Localisation of Gas and Dust Ex-Zones


Thread Starter

Samir Gasimov

Hello everybody.

Who must determine the localisation of Gas and Dust Ex zones (IEC 60079) when build new factory?

Thanks all

Bruce Durdle

That will depend very much on your local regulatory system. You need to check the legal requirements for the area where the factory will be situated - they may not recognise the IEC standards, for example.

In general, however, the primary responsibility for defining the extents and degrees of any hazards in a factory will lie with the owner (effectively the CEO or similar elevated personality).

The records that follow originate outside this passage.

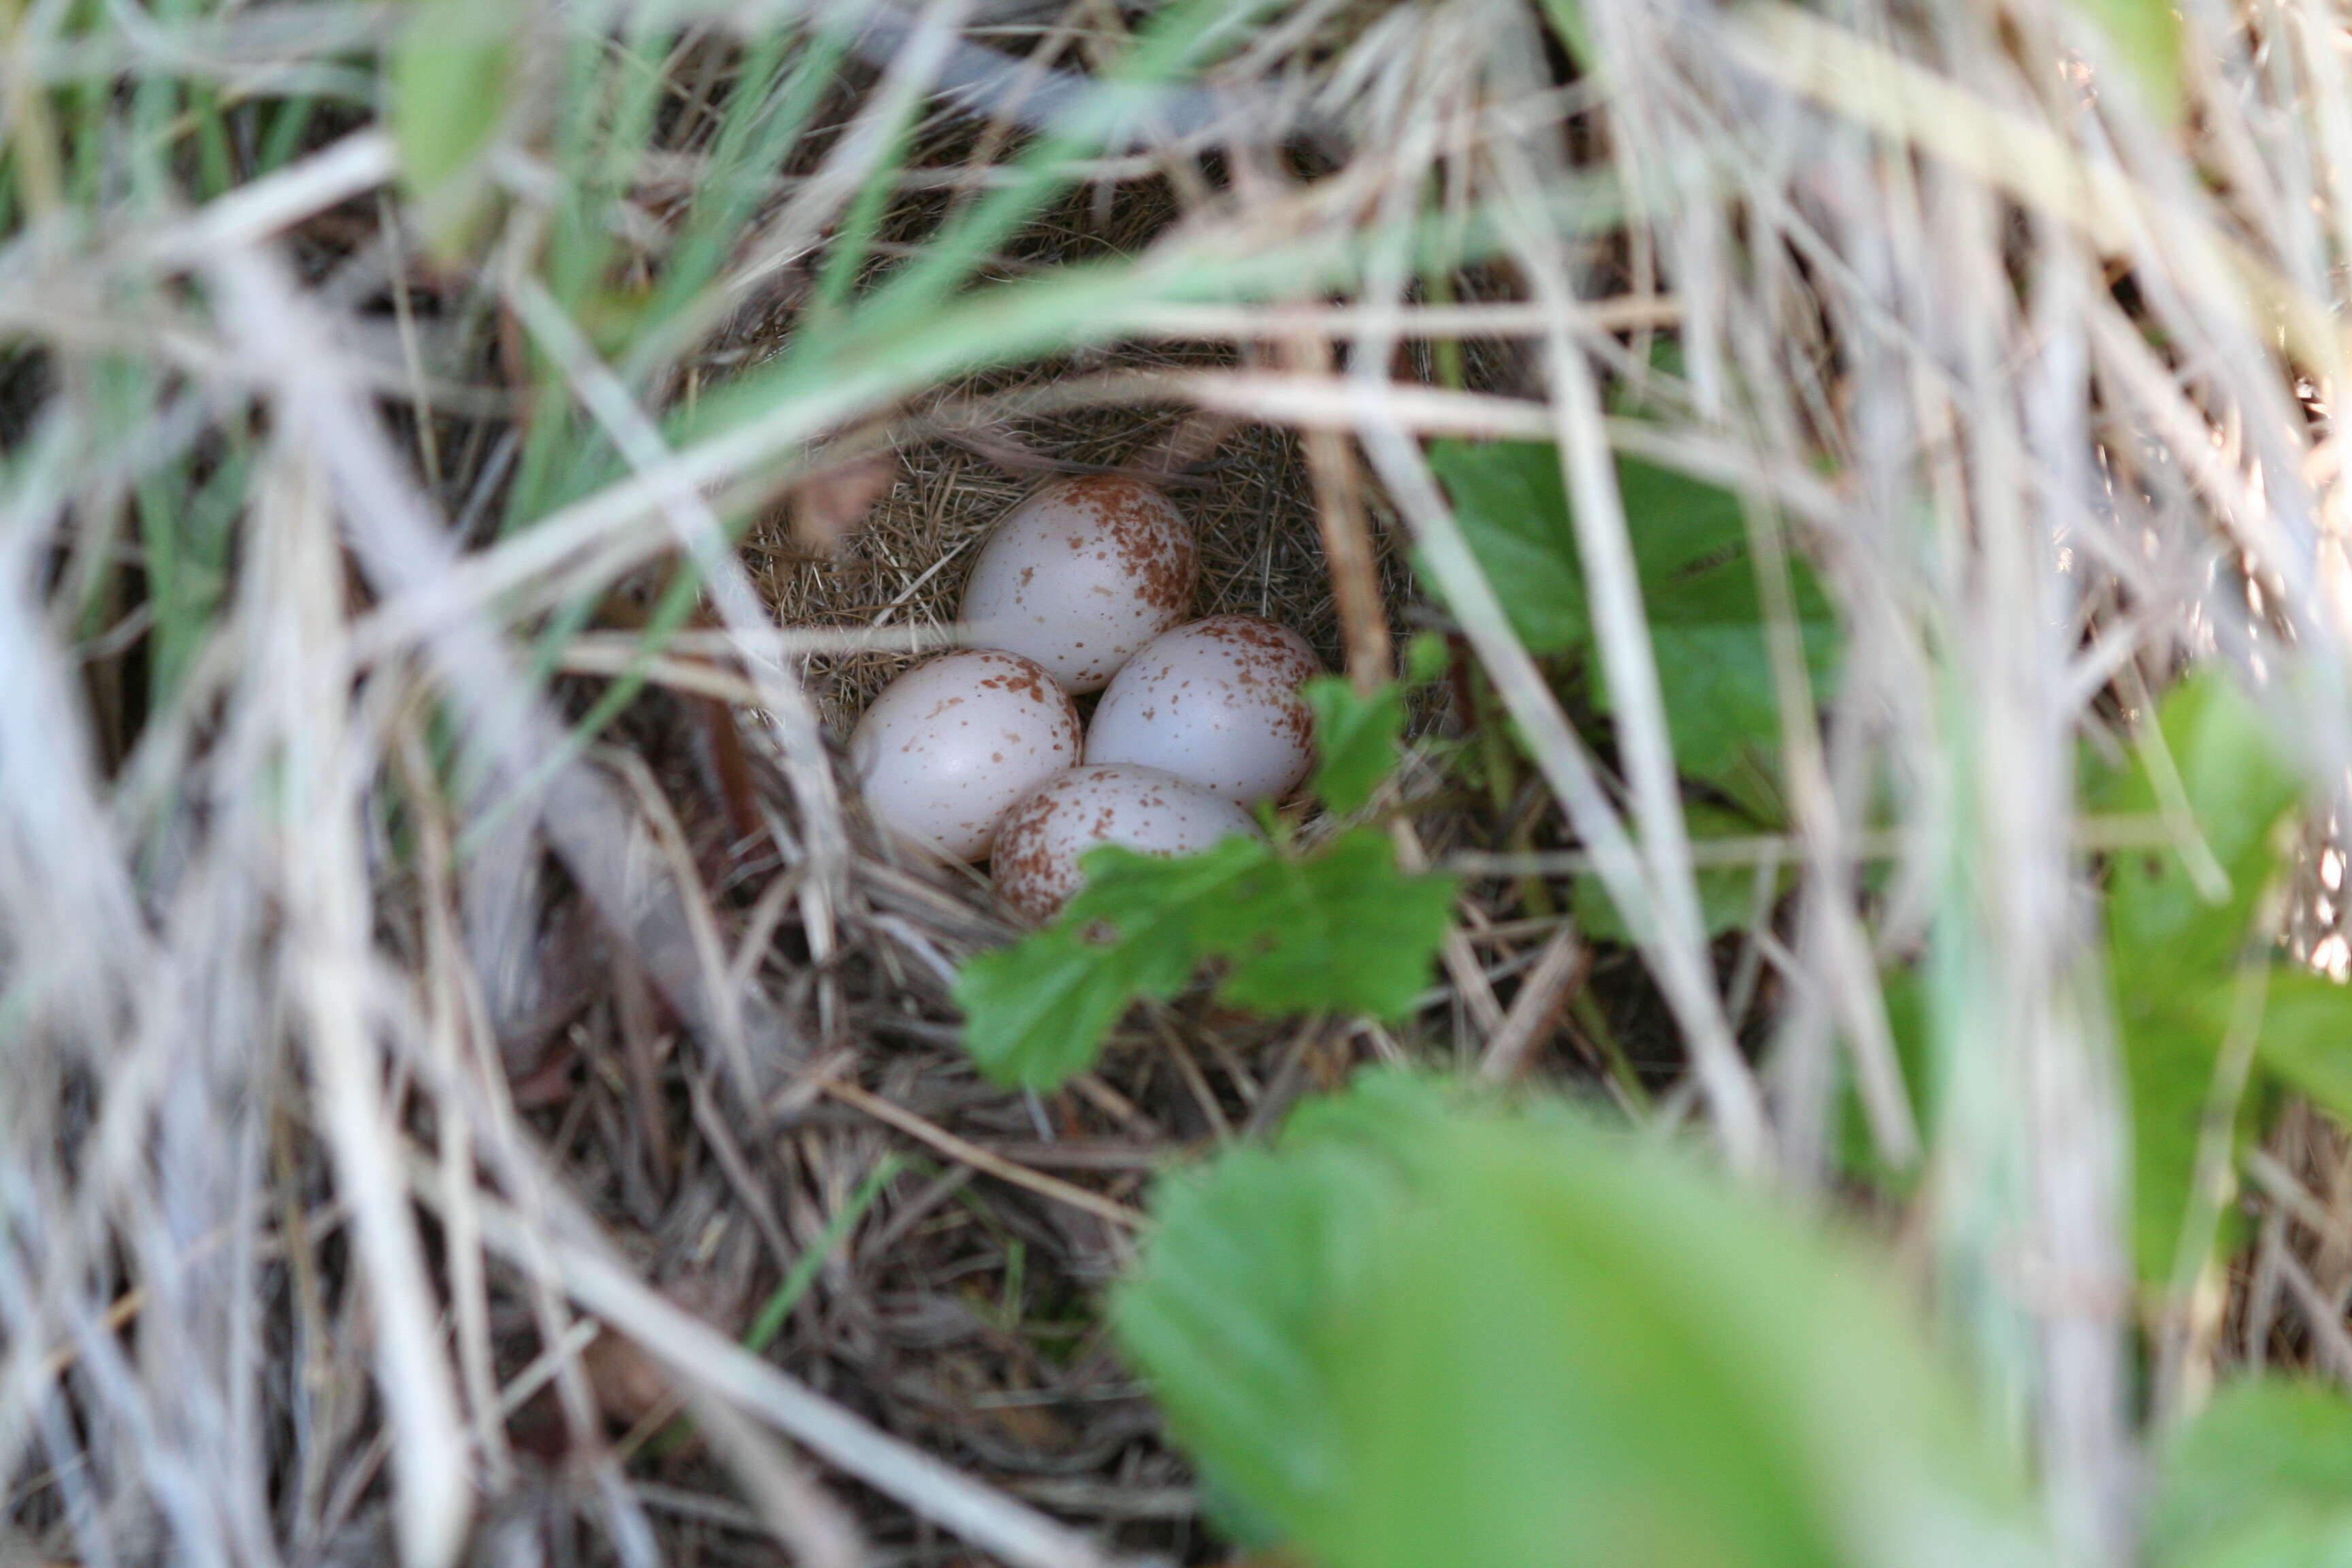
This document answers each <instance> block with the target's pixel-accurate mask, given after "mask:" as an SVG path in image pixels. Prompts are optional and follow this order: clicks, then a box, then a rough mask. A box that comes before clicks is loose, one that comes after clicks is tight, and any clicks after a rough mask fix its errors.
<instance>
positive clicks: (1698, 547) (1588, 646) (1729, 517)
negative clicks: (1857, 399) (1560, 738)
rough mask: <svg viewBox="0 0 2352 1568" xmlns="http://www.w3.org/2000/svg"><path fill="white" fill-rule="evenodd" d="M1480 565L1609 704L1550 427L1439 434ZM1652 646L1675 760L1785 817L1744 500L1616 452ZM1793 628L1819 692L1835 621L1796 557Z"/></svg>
mask: <svg viewBox="0 0 2352 1568" xmlns="http://www.w3.org/2000/svg"><path fill="white" fill-rule="evenodd" d="M1430 465H1432V468H1435V470H1437V475H1439V477H1442V480H1444V482H1446V489H1449V494H1451V496H1454V508H1456V515H1458V517H1461V527H1463V534H1465V538H1468V541H1470V550H1472V552H1475V555H1477V559H1479V567H1482V569H1484V571H1486V578H1489V581H1491V583H1494V588H1496V592H1498V595H1501V597H1503V607H1505V609H1508V611H1510V618H1512V630H1517V632H1519V637H1522V642H1526V646H1529V651H1536V654H1569V656H1573V658H1576V661H1578V663H1581V665H1583V668H1585V675H1588V679H1590V682H1592V696H1595V705H1597V708H1599V712H1604V715H1606V712H1613V703H1611V696H1609V689H1606V682H1604V679H1602V672H1599V658H1597V656H1595V651H1592V628H1590V614H1588V602H1585V583H1583V569H1581V564H1578V552H1576V527H1573V520H1571V515H1569V498H1566V487H1564V484H1562V477H1559V449H1557V447H1552V444H1550V442H1479V444H1470V442H1437V444H1435V447H1432V449H1430ZM1616 468H1618V489H1621V494H1623V498H1625V522H1628V529H1630V534H1632V550H1635V569H1637V574H1639V588H1642V604H1644V611H1646V616H1649V637H1651V654H1653V658H1656V663H1658V686H1661V691H1663V693H1665V708H1668V715H1665V717H1668V729H1670V731H1672V743H1675V764H1677V766H1679V769H1682V773H1684V778H1693V780H1703V783H1708V785H1712V788H1717V790H1722V792H1724V795H1726V797H1731V799H1733V802H1738V804H1740V806H1743V809H1745V811H1748V813H1750V816H1755V818H1757V820H1762V823H1778V820H1783V816H1785V813H1783V806H1780V703H1778V693H1776V686H1773V675H1771V654H1769V646H1766V639H1764V607H1762V599H1759V595H1757V581H1755V569H1752V564H1750V557H1748V524H1745V517H1743V512H1740V501H1738V496H1736V494H1731V491H1726V489H1717V487H1712V484H1705V482H1700V480H1691V477H1686V475H1679V473H1675V470H1668V468H1658V465H1653V463H1644V461H1639V458H1618V465H1616ZM1790 576H1792V588H1795V602H1797V632H1799V639H1802V644H1804V656H1806V670H1809V677H1811V682H1813V689H1816V693H1820V691H1825V689H1828V682H1830V677H1832V672H1835V663H1837V623H1835V616H1832V611H1830V604H1828V597H1825V595H1823V592H1820V583H1818V581H1816V578H1813V574H1811V571H1809V569H1806V567H1804V564H1802V562H1792V564H1790Z"/></svg>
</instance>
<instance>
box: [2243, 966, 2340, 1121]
mask: <svg viewBox="0 0 2352 1568" xmlns="http://www.w3.org/2000/svg"><path fill="white" fill-rule="evenodd" d="M2258 1048H2260V1056H2263V1065H2265V1067H2267V1070H2270V1072H2274V1074H2277V1077H2279V1079H2284V1081H2286V1084H2288V1086H2291V1088H2293V1091H2296V1093H2303V1095H2310V1098H2312V1100H2314V1103H2317V1105H2324V1107H2326V1110H2328V1112H2333V1114H2336V1119H2338V1121H2345V1124H2352V987H2347V985H2340V983H2338V980H2331V978H2328V976H2317V973H2310V971H2300V969H2279V971H2277V973H2272V976H2270V987H2267V994H2265V997H2263V1034H2260V1046H2258Z"/></svg>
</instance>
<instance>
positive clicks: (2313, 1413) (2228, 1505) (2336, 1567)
mask: <svg viewBox="0 0 2352 1568" xmlns="http://www.w3.org/2000/svg"><path fill="white" fill-rule="evenodd" d="M2147 1547H2150V1559H2152V1561H2154V1563H2161V1568H2225V1566H2227V1568H2345V1563H2352V1403H2347V1401H2345V1396H2343V1389H2336V1387H2326V1385H2319V1382H2296V1380H2286V1378H2246V1380H2239V1382H2232V1385H2227V1387H2223V1389H2220V1394H2216V1396H2213V1403H2209V1406H2206V1408H2204V1410H2201V1413H2199V1415H2197V1418H2194V1420H2190V1422H2187V1425H2185V1427H2180V1429H2178V1432H2176V1434H2173V1436H2171V1439H2169V1441H2166V1443H2164V1453H2161V1458H2159V1486H2157V1502H2154V1512H2152V1516H2150V1528H2147Z"/></svg>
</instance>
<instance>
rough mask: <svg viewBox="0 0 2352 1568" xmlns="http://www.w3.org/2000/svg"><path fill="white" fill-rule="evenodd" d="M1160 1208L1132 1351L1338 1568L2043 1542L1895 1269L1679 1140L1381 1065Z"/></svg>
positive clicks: (1883, 1551)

The technical skills needed to do the job include knowledge of the properties of the relevant materials, and how they behave under process operation conditions (pressure, temperature, etc.) They tend to fall into the chemical engineering category rather than electrical.
A detailed list of the competencies required is given in AS/NZS 4761, with similar competency specifications for other areas of Explosive Atmospheres work - I'm not aware of any other similar specifications for other jurisdictions.

Samir Gasimov

Dear Bruce Durdle.

Thank you very much.

If I am an Instrument engineer and I must choose the instrument for measurement. Who must determine the Ex zones? I or customer?

Best regards

Bruce Durdle

To determine the zones, the first step is to draw up a schedule of all the materials used on the site, together with the properties that affect the flammability - LEL, density, minimum ignition energy, ignition temperature etc. These material need to be assigned to equipment groups (IIA, IIB, IIC).

Next, all the points where material could be released from containment need to be identified and put into a schedule. This will need to take into account things like operating patterns (is a drain line used regularly to take samples, for instance). These sources need to be graded as "Continuous", "Primary" or "Secondary" depending on how often a release can occur. Then, depending on the ventilation, they can be associated with Zone 0, Zone 1 or Zone 2 respectively (assuming you are dealing with gases or vapours - for dusts, the equivalents are Zone 20, 21 or 22). The effect of ventilation is not trivial in an enclosed plant.

Finally, to work out how big the zones are, the pressure at each source and the effective cross-section of the release point need to be factored in. This can be done using tables in various documents.
This whole process needs a lot more understanding of the process, the equipment, and of how materials such as gases and vapours behave, that an electrical technician usually has. The electrical guy can be expected to know the details of how equipment can be selected for different zones, but the zoning must be done by someone who has the necessary skills - and the owner has to buy in to the results and know the limitations.

Ideally, the classification has to start with the feasibility study for the plant, as there are financial implications of using flammable materials. It can also feed back into plant design decisions - eg deciding to use dedicated small-diameter sampling points rather than take samples from drains. It should not be left until the electrical designers or installers arrive on site to do their part of the job.